[ClusterLabs] Colocation and ordering with live migration

Mon Oct 10 21:15:22 CEST 2016

Thanks for all suggestions. It is really odd for me that this usecase, 
which is very basic for simple virtualization cluster, is not described 
in every FAQ out there...

It appears that my setup is working correctly with non-symmetrical 
ordering constraints:

Ordering Constraints:

   start dlm-clone then start clvmd-clone (kind:Mandatory)

   start clvmd-clone then start cluster-config-clone (kind:Mandatory)

   start cluster-config-clone then start libvirtd-clone (kind:Mandatory)

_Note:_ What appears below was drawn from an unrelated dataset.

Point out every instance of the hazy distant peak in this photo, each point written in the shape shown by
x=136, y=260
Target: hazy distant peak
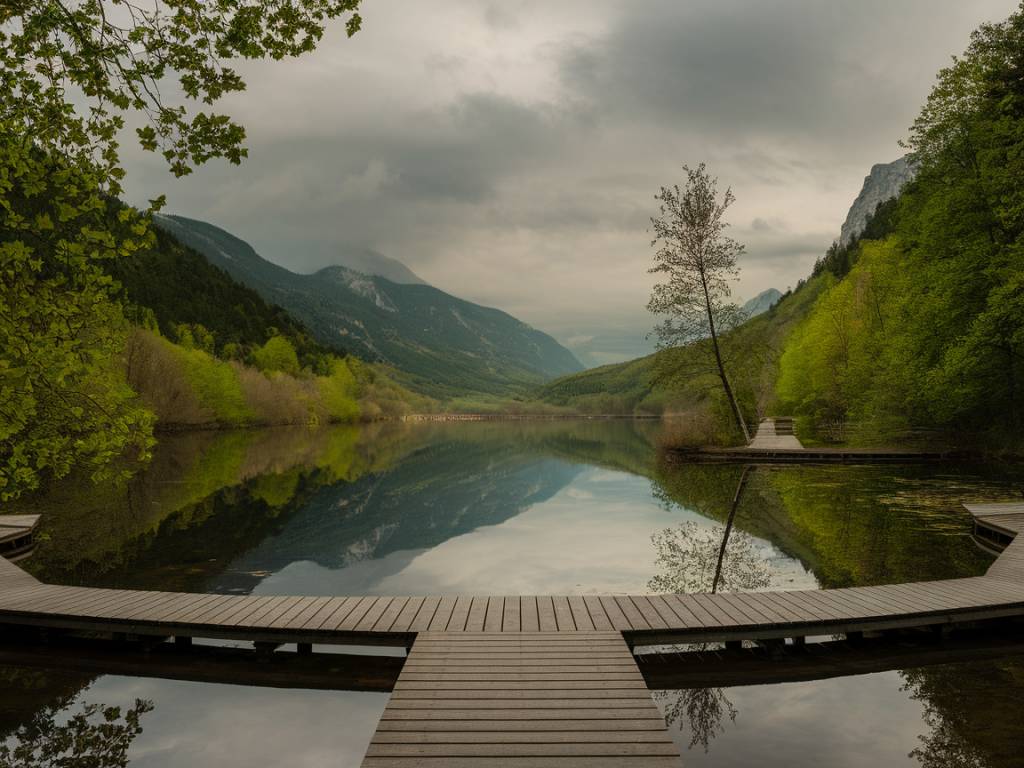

   stop vm_smartbv2 then stop libvirtd-clone (kind:Mandatory) 
(non-symmetrical)

   stop vm_smartbv1 then stop libvirtd-clone (kind:Mandatory) 
(non-symmetrical)

   start libvirtd-clone then start vm_smartbv2 (kind:Optional) 
(non-symmetrical)

   start libvirtd-clone then start vm_smartbv1 (kind:Optional) 
(non-symmetrical)

Colocation Constraints:

   clvmd-clone with dlm-clone (score:INFINITY)

   cluster-config-clone with clvmd-clone (score:INFINITY)

   libvirtd-clone with cluster-config-clone (score:INFINITY)

   vm_smartbv1 with libvirtd-clone (score:INFINITY)

   vm_smartbv2 with libvirtd-clone (score:INFINITY)

This is strange, I could swear I've tried this before without success...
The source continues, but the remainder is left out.